A student's perception of value in training is usually based upon confidence in skills gained. It takes both some repetitive doing and some theoretical understanding for people to become skilled at something.
During training students must be able to:
- Understand it – the theory of how and why to apply the thing.
- Do it using the actual tools and see that it works for themselves.
- Drill it over and over until they can do it.
If one, two and three above are accomplished, there has been a good thorough delivery of training. The only way to enhance it any further is to use a copy of the actual environment that students work in.
What makes an effective instructor?
An effective instructor needs certain skills and native personality characteristics. Among these characteristics are:
- An instructor's own certainty that training is a worthwhile activity that will help the students in attendance.
- The ability to accomplish two way communication to the audience being trained. The ability to listen to and understand a student's question is fundamental to two way communication. In addition, it is of prime importance that a teacher contemplates what their student really does not understand after verbalizing a question. A good technical instructor is always on the lookout for misunderstanding of earlier material.

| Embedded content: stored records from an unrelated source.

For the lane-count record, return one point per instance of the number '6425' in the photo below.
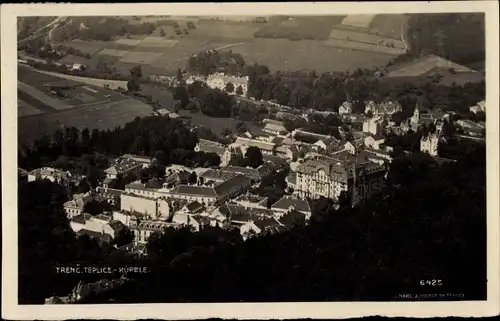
(432, 282)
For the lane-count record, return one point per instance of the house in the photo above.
(221, 192)
(163, 112)
(430, 144)
(329, 178)
(383, 109)
(220, 81)
(254, 174)
(123, 167)
(286, 203)
(101, 237)
(112, 196)
(195, 221)
(76, 205)
(374, 141)
(374, 126)
(293, 218)
(145, 161)
(288, 152)
(22, 176)
(151, 206)
(345, 108)
(52, 174)
(251, 201)
(265, 147)
(291, 181)
(209, 146)
(479, 107)
(144, 230)
(275, 129)
(214, 175)
(258, 226)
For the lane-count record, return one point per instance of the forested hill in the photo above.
(431, 225)
(459, 37)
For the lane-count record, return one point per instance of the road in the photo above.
(54, 23)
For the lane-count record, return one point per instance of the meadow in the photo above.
(163, 55)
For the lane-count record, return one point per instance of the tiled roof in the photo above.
(230, 185)
(194, 207)
(292, 217)
(287, 202)
(275, 127)
(255, 143)
(100, 236)
(218, 175)
(266, 223)
(200, 191)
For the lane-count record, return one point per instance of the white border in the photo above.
(10, 309)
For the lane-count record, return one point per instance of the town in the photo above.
(241, 158)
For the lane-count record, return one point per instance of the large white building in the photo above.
(374, 126)
(329, 178)
(430, 144)
(220, 81)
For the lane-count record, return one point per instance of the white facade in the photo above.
(220, 80)
(430, 145)
(345, 108)
(373, 126)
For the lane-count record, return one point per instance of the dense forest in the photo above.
(167, 140)
(429, 225)
(459, 37)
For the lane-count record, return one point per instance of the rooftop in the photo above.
(287, 202)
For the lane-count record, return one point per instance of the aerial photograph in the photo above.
(273, 158)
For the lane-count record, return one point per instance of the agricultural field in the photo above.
(282, 54)
(363, 46)
(159, 54)
(95, 117)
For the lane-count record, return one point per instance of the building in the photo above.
(287, 203)
(374, 141)
(150, 206)
(209, 146)
(144, 229)
(254, 174)
(220, 193)
(264, 146)
(275, 129)
(479, 107)
(345, 108)
(254, 227)
(430, 144)
(52, 174)
(374, 126)
(123, 167)
(329, 178)
(220, 80)
(384, 109)
(76, 205)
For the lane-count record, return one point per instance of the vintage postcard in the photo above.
(250, 160)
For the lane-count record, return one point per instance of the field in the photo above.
(163, 55)
(86, 105)
(95, 117)
(282, 54)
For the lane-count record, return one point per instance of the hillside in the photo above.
(456, 37)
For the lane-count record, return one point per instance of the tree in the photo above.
(254, 157)
(136, 72)
(193, 178)
(229, 87)
(239, 90)
(133, 85)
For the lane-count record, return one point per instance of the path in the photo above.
(112, 84)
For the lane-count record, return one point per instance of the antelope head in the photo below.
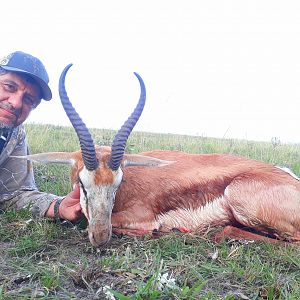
(98, 170)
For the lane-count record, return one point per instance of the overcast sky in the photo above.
(213, 68)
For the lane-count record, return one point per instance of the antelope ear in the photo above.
(67, 158)
(135, 160)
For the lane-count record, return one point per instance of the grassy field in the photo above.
(43, 260)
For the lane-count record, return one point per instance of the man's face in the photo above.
(18, 96)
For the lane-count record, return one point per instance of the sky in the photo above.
(224, 69)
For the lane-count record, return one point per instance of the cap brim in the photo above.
(46, 91)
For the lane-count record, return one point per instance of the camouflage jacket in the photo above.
(17, 184)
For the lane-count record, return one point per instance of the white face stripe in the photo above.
(97, 200)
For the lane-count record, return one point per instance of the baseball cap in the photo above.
(21, 62)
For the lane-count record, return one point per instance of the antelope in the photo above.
(162, 190)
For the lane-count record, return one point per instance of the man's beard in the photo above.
(17, 112)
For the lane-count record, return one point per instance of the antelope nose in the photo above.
(99, 237)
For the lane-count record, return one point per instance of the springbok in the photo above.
(159, 191)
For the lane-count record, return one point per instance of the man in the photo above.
(23, 84)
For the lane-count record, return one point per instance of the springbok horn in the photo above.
(119, 142)
(85, 139)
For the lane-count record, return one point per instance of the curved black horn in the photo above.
(84, 136)
(119, 142)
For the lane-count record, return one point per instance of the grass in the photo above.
(43, 260)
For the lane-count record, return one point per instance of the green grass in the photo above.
(43, 260)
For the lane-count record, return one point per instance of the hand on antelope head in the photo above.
(69, 208)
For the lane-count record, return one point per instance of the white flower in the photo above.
(166, 281)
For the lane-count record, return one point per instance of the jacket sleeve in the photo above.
(17, 185)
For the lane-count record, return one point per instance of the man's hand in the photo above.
(69, 208)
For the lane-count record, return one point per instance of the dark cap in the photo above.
(21, 62)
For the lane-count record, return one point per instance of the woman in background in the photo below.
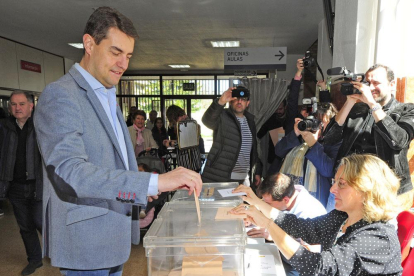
(159, 133)
(309, 156)
(140, 136)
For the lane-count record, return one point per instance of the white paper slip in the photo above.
(228, 193)
(259, 263)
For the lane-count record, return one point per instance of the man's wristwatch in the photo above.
(376, 107)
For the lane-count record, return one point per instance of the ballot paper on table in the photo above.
(263, 263)
(228, 193)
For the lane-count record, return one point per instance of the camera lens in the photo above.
(302, 126)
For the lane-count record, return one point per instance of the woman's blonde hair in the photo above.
(379, 184)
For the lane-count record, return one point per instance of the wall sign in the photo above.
(188, 86)
(255, 58)
(30, 66)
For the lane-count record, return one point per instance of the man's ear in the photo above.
(88, 43)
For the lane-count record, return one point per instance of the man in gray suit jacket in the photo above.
(90, 171)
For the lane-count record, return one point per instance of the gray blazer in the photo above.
(85, 226)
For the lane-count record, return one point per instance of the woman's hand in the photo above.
(250, 197)
(254, 215)
(295, 127)
(310, 137)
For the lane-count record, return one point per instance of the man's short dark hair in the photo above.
(29, 96)
(390, 73)
(174, 112)
(104, 18)
(139, 112)
(277, 185)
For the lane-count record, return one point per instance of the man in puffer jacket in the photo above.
(233, 156)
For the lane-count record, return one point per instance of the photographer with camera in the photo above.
(380, 125)
(233, 156)
(284, 116)
(310, 150)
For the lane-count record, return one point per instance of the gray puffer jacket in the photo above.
(226, 144)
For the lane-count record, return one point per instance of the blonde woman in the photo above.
(356, 238)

- A certain amount of knowledge of the topic being taught. A instructor does not need to be the world's greatest expert on a topic but does need to understand its basics and why they are the basics and how the factors and topics logically work together. The greater the expertise the better!
- The ability to creatively correlate experiences from many different backgrounds into a topic. The good instructor is able to assume the viewpoint of the audience and find examples that make sense to a particular audience and correlate with their own lives. A good instructor can explain something using examples from plumbing or shoe stores or computer programming.
- The best instructors really care that the students learn what they have come to learn and do whatever is necessary to accomplish that goal. This may include eating lunch with a student to fill in holes in the student's background that may be preventing them from understanding the new material.